Why if $\lim_{x \to a}f(x)=b$ then $\lim_{n \to \infty}f(x_n)=b$? Why is that if $$\lim_{x \to a}f(x)=b \Rightarrow \lim_{n \to \infty}f(x_n)=b?$$
This is often used to prove that the same properties that apply to sequences, also apply to functions, but I don't know from where this implication is coming from.
It is given that $\lim_{n \to \infty}x_n=a$ and that is derived from the fact that $a \in D'f$. I am not sure about this part either, t.i., why the $a$ being a limit point implies that there is a sequence within the domain that converges to $a$.
 A: You should note that the proper result in question is like this:

Theorem: Let $\lim_{x\to a} f(x) =b$ and let $\{x_n\} $ be any sequence such that $x_n\neq a$ after a certain value of $n$ and $\lim_{n\to\infty} x_n=a$. Then $\lim_{n\to\infty} f(x_n) =b$.

The part $x_n\neq a$ is important and the result fails if this hypothesis is not met. One can prove the theorem using the definition of limit of sequences and functions.
If you are familiar with these definitions then you should try to prove the result. Otherwise it is best to understand it informally. If $x$ is near (but not equal to) $a$ then $f(x) $ is near $b$. And if $n$ grows without bound then $x_n$ is near $a$ (and by hypothesis not equal to $a$) and hence $f(x_n) $ is near $b$.
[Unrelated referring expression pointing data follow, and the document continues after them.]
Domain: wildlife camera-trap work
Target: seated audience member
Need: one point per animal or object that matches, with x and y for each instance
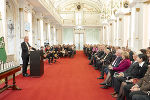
(141, 96)
(114, 64)
(141, 88)
(49, 54)
(97, 56)
(99, 60)
(124, 65)
(70, 51)
(108, 59)
(137, 69)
The second part of your question is related to the definition of a limit point and if you are familiar with it then you can prove the following result

Lemma: If $a$ is a limit point of a non-empty set $A$ then there is a sequence $\{x_n\} $ such that $x_n\in A, x_n\neq a$ for all $n$ and $\lim_{n\to\infty} x_n=a$.

The idea is to consider interval $(a-1/n,a+1/n)$ which necessarily contains some $x_n\in A$ with $x_n\neq a$. 
A: If $(x_{n})_{n\in \mathbb{N}}$ is a sequence such that $\lim_{n \to \infty} x_{n} = a$
Then if $\lim_{x \to a} f(x) = b$ we have that for all $\varepsilon >0$ there exist $\delta >0$ such that if $|x-a|<\delta \implies |f(x)-b| < \varepsilon$
So, if we take a fixed $\varepsilon>0$, there exist a $\delta>0$ then by definition of limit, there exist $N\in \mathbb{N}$ such that if $n≥N$ then $|x_{n}-a|<\delta$ and that implies $|f(x_{n}) - b |<\varepsilon$
In other words, $\lim_{n\to \infty} f(x_{n}) = b$
A: What the limit says is that however you approach the point $a$, the function $f(x)$ approaches $b$. Notice however you approach. That means in particular if you take any sequence $x_n$ which approaches $a$, then $f(x_n)$ must also approach $b$.
Formally if $f(x)\to b$ as $x\to a$, then by definition for all $\varepsilon>0$ there is a $\delta > 0$ so that $|x-a|<\delta$ implies $|f(x)-b|<\varepsilon$. Now suppose $x_n$ is a sequence which converges to $a$. Then for any $\delta>0$ there is an $N$ so that $n\geq N$ implies $|x_n-a|<\delta$. But since for these $n\geq N$ we have $|x_n-a|<\delta$ we must also have $|f(x_n)-b|<\varepsilon$. This 'proves' $f(x_n)\to b$ as $n\to\infty$.
It is however very important that $x_n\to a$, you cannot take any sequence (obviously).